The aim of our database, then, is to set up such a framework for phonotactic statements for as many languages as possible. The most important units for establishing this framework are syllables .

Terminology for parts of syllable structure has been worked out: Onset, Rhyme, Peak (or Nucleus), Coda. Phrase-structure relationships analogous to those of syntax are recognised between and within these parts; in fact, phrase-structure rules can be written to generate the occurring combinations.

Each structural place may be occupied by one element selected from the inventory of available sounds. Rather than a single inventory of sounds, or even an inventory divided into vowels and consonants, syllable structure may require different inventories to be available at different places in the structure. Typically, relations of overlapping or inclusion will hold between these different inventories (e.g. m, n, w, l, r, j in both Initial and Post-initial for English. For justification of this duplication, see Fudge, 1969: 274, 280).

2. Above the Syllable: the Word

Syllable-structure is, of course, only part of the story: there are larger units, particularly the word (Fudge, 1969: 258f), which are needed for a full statement of the constraints. As yet this has not been incorporated in the database. Some examples of word-based phonotactic statements would be:
(a) Some Coda phenomena are restricted to word-final position
(b) Stressed syllables may permit bigger vowel inventories than unstressed syllables
(c) Corresponding parts of successive syllables may exhibit constraints for or against co-occurrence (e.g. vowel harmony).
(d) Some Codas may need to refer to the Onset of the following syllable.

3. Problems

Three main problem areas are worth special attention: (a) form of source descriptions; (b) systematic or accidental gap?; (c) status of loanwords. Each will be discussed further in a subsection.

3.1 Form of source descriptions

In spite of our claim that phonotactic statements can be made for all languages, there is no guarantee that any descriptive article(s) on which the phonotactic description is to be based will be cast in anything like the same form as the ideal phonotactic statements. Where a description contains no statement at all of limitations on what sequences of consonants may occur, word-by-word inspection of data cited becomes necessary to establish such statements. In order to maintain consistency of descriptive format, it has therefore been necessary to devise a standard method for proceeding from source material to standard format .

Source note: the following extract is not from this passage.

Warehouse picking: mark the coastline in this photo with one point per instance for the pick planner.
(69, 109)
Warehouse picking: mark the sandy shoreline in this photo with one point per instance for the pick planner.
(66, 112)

3.2 Systematic or accidental gap?

It is sometimes also necessary to reach a decision on whether absence of some combination represents a systematic gap or merely an accidental gap. For example, English words can begin with /st/ or /tw/: is the absence of /stw-/ systematic or accidental? For all other consonants X and Y, if /sX/ and /XY-/ are both possible, then /sXY-/ is also possible - this suggests the absence of /stw-/ is accidental (perhaps due to the low frequency of /tw-/).

3.3 Loanwords

The status of 'loanwords' is always difficult. Some loans are imme-diately 'assimilated' to the patterns of the 'borrowing' language, e.g. any word beginning with /st/ borrowed into Spanish will split this unpermitted cluster by prefixing /e/, in effect putting the /s/ into a separate syllable of its own. Others, however, cause new phonotactic patterns to arise, e.g. many languages of the Philippines permit only single-consonant Onsets, but have imported loanwords from Spanish and English with clusters /pl-/, /tr-/ etc.: at what stage of the loaning process can we conclude that the language has developed branching Onsets?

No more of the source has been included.